But Did They Spell Our Name Right?

Grateful Threads Gets Less Than Desirable Ink

By Paul Moffett

When a Courier-Journal writer called Ellen Corn, owner of Grateful Threads, a Bardstown Road clothing shop specializing in Sixties duds, it looked like an opportunity to get some free publicity.

The writer came and talked to Ms. Corn, stating that she was working on a story related to the (then) upcoming Grateful Dead concerts. A photographer came and took pictures of a painted hearse owned by Corn and her husband Larry for use in the story.

The story, as it turned out, was not about the Grateful Dead per se but was about concert rules related to drugs. Smack in the middle of the story was the photo of the Corns and their fancifully painted hearse.

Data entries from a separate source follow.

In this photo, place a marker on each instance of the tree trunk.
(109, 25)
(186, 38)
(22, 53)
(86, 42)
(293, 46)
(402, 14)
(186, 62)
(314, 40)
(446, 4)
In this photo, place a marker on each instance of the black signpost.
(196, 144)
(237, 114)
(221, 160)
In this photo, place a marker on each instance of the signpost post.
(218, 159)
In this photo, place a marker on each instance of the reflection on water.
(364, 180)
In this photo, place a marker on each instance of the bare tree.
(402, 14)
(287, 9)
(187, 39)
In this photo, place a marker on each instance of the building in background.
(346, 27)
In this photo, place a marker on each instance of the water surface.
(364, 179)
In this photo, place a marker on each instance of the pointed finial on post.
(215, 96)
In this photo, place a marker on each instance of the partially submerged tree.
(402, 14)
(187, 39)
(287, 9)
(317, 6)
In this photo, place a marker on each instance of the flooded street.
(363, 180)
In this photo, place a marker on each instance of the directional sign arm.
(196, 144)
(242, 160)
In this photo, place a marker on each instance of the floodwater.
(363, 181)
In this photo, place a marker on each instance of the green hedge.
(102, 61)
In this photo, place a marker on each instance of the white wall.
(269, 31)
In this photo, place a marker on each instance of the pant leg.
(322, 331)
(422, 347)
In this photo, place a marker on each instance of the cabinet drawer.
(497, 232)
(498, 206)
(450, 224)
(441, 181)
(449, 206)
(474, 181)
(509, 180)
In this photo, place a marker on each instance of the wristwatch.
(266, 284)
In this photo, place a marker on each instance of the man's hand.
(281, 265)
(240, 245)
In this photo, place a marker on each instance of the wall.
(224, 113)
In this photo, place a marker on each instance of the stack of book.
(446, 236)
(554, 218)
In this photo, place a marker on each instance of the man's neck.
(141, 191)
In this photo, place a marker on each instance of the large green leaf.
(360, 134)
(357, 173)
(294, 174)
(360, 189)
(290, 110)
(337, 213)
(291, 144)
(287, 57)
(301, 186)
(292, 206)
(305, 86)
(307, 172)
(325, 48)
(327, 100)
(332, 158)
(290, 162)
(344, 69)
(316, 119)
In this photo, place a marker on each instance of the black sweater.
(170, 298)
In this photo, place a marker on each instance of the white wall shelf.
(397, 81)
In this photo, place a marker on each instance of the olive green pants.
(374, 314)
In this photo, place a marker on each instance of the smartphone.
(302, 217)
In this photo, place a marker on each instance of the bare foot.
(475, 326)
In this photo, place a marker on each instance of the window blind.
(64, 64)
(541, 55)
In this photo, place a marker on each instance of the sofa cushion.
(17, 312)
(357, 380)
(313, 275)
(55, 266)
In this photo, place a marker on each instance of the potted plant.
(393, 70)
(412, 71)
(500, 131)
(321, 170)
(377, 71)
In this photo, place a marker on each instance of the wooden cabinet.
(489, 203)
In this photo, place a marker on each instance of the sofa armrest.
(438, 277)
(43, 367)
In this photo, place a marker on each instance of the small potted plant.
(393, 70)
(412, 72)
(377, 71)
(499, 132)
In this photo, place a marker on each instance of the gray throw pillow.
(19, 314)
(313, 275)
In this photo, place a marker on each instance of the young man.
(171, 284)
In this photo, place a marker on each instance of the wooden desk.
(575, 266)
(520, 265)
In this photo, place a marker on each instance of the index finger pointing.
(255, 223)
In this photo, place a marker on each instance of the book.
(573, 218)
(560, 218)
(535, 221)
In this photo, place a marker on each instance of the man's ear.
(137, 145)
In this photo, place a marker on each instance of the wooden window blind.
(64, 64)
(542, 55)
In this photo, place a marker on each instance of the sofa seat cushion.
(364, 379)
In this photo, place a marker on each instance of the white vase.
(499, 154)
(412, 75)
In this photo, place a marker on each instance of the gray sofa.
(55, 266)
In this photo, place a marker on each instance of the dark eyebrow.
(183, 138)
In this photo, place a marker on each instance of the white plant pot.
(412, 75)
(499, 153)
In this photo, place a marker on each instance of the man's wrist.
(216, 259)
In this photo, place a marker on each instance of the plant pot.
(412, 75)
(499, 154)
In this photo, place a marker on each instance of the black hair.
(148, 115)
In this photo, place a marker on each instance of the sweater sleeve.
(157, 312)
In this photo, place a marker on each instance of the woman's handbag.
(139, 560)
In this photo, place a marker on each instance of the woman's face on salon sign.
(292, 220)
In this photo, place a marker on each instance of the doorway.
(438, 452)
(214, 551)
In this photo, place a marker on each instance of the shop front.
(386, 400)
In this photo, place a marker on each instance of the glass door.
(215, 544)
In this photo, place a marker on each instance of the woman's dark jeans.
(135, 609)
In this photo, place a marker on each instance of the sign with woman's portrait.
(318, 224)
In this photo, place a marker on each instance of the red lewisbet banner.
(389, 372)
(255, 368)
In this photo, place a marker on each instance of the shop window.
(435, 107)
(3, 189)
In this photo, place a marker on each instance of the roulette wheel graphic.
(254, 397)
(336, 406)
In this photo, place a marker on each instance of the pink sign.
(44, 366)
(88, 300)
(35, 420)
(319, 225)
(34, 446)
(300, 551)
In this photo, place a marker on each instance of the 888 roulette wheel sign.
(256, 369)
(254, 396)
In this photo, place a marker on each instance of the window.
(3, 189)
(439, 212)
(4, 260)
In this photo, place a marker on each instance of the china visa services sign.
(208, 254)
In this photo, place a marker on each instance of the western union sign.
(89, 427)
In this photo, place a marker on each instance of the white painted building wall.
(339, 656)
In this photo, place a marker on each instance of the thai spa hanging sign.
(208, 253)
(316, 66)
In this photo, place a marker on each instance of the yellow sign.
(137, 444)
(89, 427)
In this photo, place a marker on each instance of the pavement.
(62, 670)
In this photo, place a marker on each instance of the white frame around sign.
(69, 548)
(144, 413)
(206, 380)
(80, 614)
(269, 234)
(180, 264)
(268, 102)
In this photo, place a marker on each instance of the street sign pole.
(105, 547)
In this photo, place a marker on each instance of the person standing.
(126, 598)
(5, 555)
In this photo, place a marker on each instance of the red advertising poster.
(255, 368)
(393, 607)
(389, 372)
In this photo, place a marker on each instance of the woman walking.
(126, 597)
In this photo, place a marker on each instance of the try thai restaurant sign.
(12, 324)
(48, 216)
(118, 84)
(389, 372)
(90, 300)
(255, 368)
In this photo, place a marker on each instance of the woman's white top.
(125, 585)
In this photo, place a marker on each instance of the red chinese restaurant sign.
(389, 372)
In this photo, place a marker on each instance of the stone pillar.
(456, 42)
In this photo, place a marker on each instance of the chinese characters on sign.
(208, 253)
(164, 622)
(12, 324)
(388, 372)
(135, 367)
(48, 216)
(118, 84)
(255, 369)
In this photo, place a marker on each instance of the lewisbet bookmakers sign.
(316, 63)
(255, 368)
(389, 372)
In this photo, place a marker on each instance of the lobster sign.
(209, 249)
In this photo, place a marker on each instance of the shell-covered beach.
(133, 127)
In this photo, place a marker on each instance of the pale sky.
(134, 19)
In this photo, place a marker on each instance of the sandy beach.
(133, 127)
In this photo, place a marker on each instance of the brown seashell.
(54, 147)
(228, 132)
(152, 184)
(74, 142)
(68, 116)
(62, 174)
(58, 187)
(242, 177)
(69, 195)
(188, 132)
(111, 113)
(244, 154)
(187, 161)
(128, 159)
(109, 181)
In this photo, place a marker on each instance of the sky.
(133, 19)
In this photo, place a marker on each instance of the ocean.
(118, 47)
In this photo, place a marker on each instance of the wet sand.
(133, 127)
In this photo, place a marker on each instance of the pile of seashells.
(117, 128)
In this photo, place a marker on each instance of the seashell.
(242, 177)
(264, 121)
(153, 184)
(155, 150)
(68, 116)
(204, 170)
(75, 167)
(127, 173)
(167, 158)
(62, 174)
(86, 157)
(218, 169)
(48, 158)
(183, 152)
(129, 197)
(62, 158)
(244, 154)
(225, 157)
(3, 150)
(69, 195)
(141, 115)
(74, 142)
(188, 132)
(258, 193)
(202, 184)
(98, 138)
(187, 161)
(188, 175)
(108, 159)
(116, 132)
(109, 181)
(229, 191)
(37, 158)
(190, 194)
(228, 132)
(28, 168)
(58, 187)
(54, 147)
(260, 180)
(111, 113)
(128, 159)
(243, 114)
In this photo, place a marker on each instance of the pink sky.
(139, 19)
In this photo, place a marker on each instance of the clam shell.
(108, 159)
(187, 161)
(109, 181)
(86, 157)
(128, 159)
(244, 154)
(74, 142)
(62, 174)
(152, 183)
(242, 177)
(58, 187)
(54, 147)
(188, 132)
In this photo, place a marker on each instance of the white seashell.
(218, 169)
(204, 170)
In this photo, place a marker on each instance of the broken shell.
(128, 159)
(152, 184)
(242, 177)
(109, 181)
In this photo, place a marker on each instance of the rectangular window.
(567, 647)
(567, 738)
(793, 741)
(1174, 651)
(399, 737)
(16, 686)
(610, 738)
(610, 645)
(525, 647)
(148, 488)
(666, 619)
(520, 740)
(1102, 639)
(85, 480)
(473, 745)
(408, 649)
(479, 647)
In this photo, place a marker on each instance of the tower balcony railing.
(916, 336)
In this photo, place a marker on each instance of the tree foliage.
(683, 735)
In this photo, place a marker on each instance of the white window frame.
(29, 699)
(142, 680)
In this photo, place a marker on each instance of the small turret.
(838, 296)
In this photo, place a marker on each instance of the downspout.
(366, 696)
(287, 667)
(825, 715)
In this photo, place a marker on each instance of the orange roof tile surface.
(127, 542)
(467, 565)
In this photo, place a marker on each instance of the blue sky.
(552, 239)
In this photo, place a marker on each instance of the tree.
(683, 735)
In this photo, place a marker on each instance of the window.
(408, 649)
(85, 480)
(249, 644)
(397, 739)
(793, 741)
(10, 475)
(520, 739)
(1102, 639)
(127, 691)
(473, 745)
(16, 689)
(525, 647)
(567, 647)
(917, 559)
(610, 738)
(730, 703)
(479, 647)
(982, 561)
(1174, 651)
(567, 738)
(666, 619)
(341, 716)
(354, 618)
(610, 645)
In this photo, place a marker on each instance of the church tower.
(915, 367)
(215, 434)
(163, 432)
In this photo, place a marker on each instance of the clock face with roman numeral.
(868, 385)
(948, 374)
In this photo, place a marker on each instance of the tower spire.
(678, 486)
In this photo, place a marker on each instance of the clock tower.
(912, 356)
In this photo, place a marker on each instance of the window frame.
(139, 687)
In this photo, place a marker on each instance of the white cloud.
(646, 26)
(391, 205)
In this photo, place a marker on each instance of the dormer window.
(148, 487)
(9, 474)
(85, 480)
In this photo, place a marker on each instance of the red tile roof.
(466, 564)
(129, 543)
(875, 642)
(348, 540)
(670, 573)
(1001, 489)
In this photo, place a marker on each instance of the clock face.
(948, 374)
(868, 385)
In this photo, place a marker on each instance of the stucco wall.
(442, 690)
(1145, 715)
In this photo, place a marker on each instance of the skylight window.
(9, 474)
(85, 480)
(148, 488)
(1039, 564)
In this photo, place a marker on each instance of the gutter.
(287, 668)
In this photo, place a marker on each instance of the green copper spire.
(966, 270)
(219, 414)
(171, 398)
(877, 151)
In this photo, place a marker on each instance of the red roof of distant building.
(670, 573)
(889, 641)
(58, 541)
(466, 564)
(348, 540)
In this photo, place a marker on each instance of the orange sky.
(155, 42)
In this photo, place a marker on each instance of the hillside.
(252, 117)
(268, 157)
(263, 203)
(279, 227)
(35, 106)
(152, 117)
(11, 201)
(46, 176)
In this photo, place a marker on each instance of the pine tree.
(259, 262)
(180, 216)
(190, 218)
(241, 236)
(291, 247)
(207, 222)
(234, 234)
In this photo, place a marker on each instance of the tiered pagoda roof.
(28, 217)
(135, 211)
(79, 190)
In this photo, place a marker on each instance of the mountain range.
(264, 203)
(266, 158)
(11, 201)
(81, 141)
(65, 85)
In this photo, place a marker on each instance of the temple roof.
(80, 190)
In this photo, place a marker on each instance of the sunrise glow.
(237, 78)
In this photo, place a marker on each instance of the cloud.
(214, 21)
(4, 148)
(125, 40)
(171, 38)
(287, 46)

From Larry Corn's perspective, the story seemed to suggest that Grateful Threads was a 'head shop,' handling 'paraphenalia,' – read 'drug paraphenalia.' The only 'paraphenalia' that Grateful Threads sells are Grateful Dead items such as T-shirts, headbands, necklaces and the like.

"The people upstairs said that the police were parked in front of the store the next day," Larry Corn said, apparently in search of illegal objects. Corn was emphatic that the store does not handle any drug-related paraphernalia, only clothing and fashion items.

"It has helped the business, though," he said.